The consultation that the NFLAs responded to can be found at:

https://epbcpublicportal.environment.gov.au/all-referrals/project-referral-summary/project-decision/comment/

Submarine Rotational Force – West, Priority Infrastructure Works

EPBC Number: 2024/10031

The response that the NFLA Secretary submitted reads:

I am responding as Secretary of the UK/Ireland Nuclear Free Local Authorities to this consultation on the proposed nuclear waste storage facility at HMAS Stirling Base in Rockingham, Western Australia.

This facility will receive low and (potentially) intermediate radioactive waste from nuclear-powered submarines visiting the base from the Royal Navy and United States Navy, as well as the Australian Navy.

Firstly, we object to the proposal in principle the strongest possible terms on two grounds:

The deployment of such submarines, with their unlimited range providing for prolonged offensive operations in the Pacific Ocean, will increase tensions, and the prospects of a regional war, with China and also increase the risk of a military counterstrike against the naval base, which will impact the surrounding civilian population. If such a counterstrike were to be carried out with a nuclear weapon, such an impact would be catastrophic.

Furthermore, the deployment of nuclear powered, conventionally armed submarines contravenes the spirit of an international treaty to which Australia is a signatory: the Treaty of Rarotonga, which established a South Pacific nuclear-free zone. If such submarines are also nuclear armed, then this would represent a clear breach of the Treaty, which bans the use, testing and possession of nuclear weapons by signatory states.

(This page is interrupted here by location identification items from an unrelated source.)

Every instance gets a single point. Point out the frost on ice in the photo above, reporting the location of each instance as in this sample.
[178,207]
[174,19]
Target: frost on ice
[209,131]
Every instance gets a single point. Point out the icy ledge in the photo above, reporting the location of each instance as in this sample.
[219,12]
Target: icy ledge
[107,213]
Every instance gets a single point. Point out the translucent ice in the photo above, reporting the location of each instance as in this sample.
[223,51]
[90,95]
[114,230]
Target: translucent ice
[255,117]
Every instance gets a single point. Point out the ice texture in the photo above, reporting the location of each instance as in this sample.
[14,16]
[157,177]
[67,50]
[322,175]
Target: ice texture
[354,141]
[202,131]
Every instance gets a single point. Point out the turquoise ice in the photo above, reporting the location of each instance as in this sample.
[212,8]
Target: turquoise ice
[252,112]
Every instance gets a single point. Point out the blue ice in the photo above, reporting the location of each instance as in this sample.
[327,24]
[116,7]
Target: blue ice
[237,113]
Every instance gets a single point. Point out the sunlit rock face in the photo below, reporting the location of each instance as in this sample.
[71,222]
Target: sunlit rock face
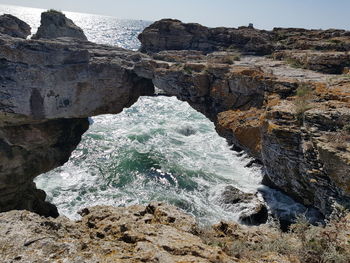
[156,233]
[253,102]
[11,25]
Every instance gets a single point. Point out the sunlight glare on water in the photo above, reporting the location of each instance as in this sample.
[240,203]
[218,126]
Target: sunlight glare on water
[160,149]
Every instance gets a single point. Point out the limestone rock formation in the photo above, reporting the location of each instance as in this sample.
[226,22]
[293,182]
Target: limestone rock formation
[291,119]
[29,150]
[13,26]
[55,24]
[171,34]
[48,91]
[253,210]
[156,233]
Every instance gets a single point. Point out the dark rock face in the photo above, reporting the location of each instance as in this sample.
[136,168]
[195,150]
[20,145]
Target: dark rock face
[46,99]
[12,26]
[29,150]
[251,100]
[254,211]
[55,24]
[170,34]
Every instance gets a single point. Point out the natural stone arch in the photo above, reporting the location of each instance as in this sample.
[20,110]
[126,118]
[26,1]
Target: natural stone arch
[61,82]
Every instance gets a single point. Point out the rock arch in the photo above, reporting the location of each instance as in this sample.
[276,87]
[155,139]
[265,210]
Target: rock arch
[50,87]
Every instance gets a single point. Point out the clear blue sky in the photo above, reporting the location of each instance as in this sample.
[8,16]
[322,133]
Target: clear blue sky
[263,13]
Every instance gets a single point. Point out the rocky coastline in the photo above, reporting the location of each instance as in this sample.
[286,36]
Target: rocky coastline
[282,96]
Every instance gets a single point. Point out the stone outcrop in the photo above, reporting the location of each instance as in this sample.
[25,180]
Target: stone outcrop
[156,233]
[257,103]
[55,24]
[163,233]
[253,210]
[11,25]
[327,50]
[171,34]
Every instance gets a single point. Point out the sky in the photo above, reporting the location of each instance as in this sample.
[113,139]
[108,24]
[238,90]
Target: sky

We also note that such activity also contradicts the commendable nuclear free zone policy adopted by the City of Fremantle and its endorsement of the International Campaign to Abolish Nuclear Weapons’ appeal for cities to support the Treaty to Ban Nuclear Weapons.

Rather than taking the retrograde step of accommodating foreign nuclear submarines at Australian naval bases and seeking possession of Australian nuclear submarines, we would instead urge the Federal Government to abandon AUKUS and instead work for peace in the Pacific by continuing to honouring its commitment to the Treaty of Rarotonga, and become a signatory to the UN Treaty on the Prohibition of Nuclear Weapons.

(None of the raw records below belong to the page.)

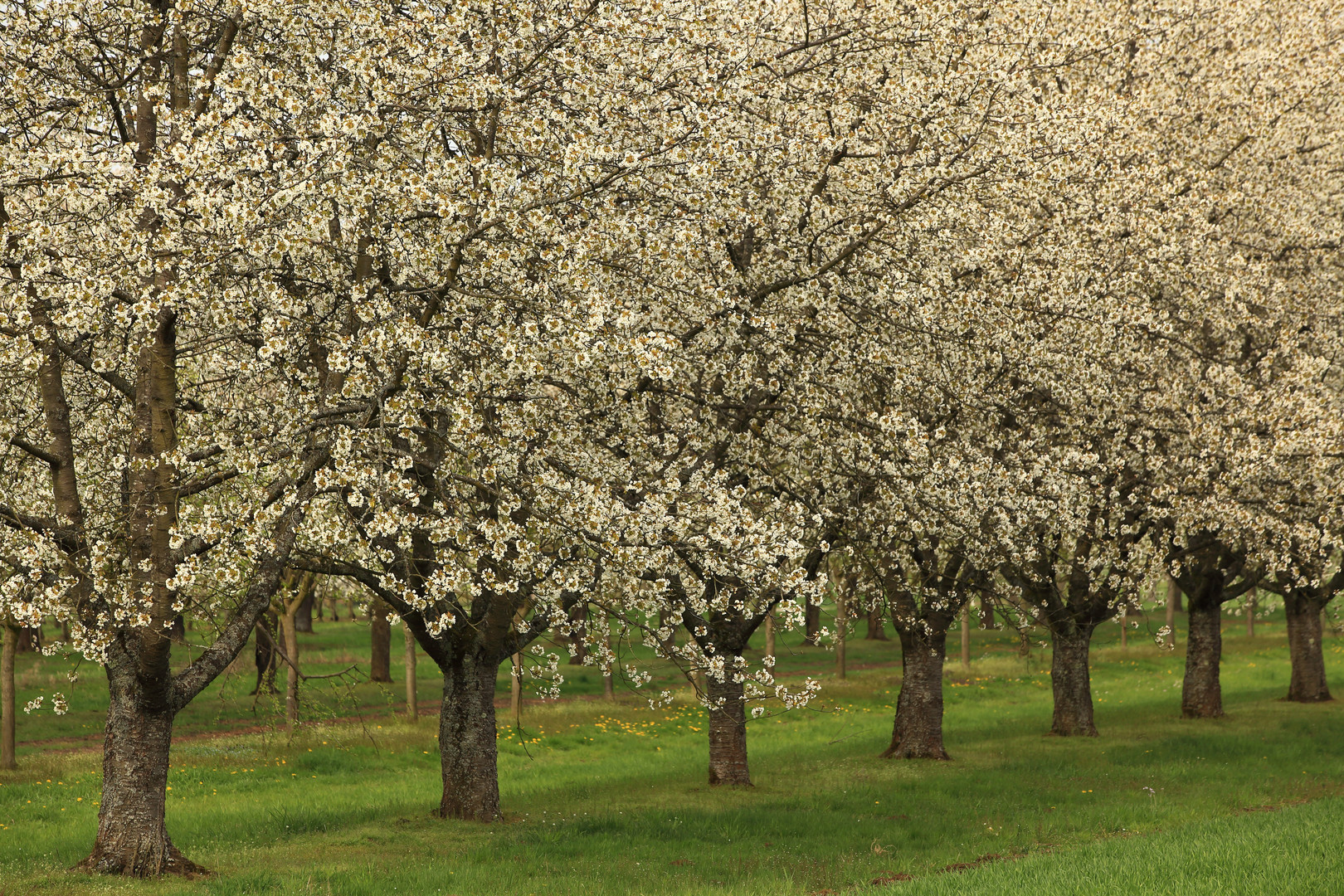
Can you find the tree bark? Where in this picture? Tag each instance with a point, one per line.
(515, 692)
(1304, 645)
(812, 624)
(411, 707)
(7, 702)
(965, 637)
(578, 641)
(917, 733)
(466, 742)
(728, 733)
(290, 640)
(132, 833)
(304, 614)
(381, 642)
(1202, 691)
(1071, 683)
(841, 631)
(877, 627)
(1172, 599)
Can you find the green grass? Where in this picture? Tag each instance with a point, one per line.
(608, 798)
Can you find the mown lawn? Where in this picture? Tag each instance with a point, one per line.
(611, 798)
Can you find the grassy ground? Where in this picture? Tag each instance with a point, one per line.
(611, 798)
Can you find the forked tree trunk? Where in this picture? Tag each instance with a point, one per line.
(917, 733)
(1071, 684)
(1202, 692)
(1304, 648)
(728, 733)
(132, 833)
(466, 742)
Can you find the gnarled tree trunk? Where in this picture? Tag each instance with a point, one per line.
(466, 740)
(1304, 646)
(1202, 692)
(1071, 684)
(917, 733)
(728, 733)
(132, 832)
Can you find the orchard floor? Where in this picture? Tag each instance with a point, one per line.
(611, 798)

Though we recognise that these aims may sadly remain aspirational, we are nonetheless concerned that the decision to establish this radioactive waste storage site was made without full disclosure of the facts, without proper public consultation and without the completion of any full environmental assessment of the impact of its operation.

The proposed waste site at Garden Island is in one of the most pristine and diverse environments in the Perth region. The movements of nuclear submarines and the operation of a nuclear waste storage site will affect access to Cockburn Sound and Garden Island. There have also been misleading claims that the waste will only be radioactively low-level, despite the fact that the Australian Submarine Agency made a counter claim to Federal legislators that it could also be intermediate level. Nor do we know how much waste will be stored and for how long, and what the Federal Government proposes as its long-term storage solution.

I therefore end by urging the Australian Government to commit to full consultation, full disclosure and commissioning a full environmental assessment before pursing this regrettable development further.

Thank you.

The coalition ‘Stop AUKUS WA’ exists to oppose the plan:

Stop AUKUS WA works to increase community awareness of the public health, safety and environmental risks of naval nuclear reactors and nuclear waste storage.

The campaign calls for a Nuclear Free Cockburn Sound – No Nuke Subs!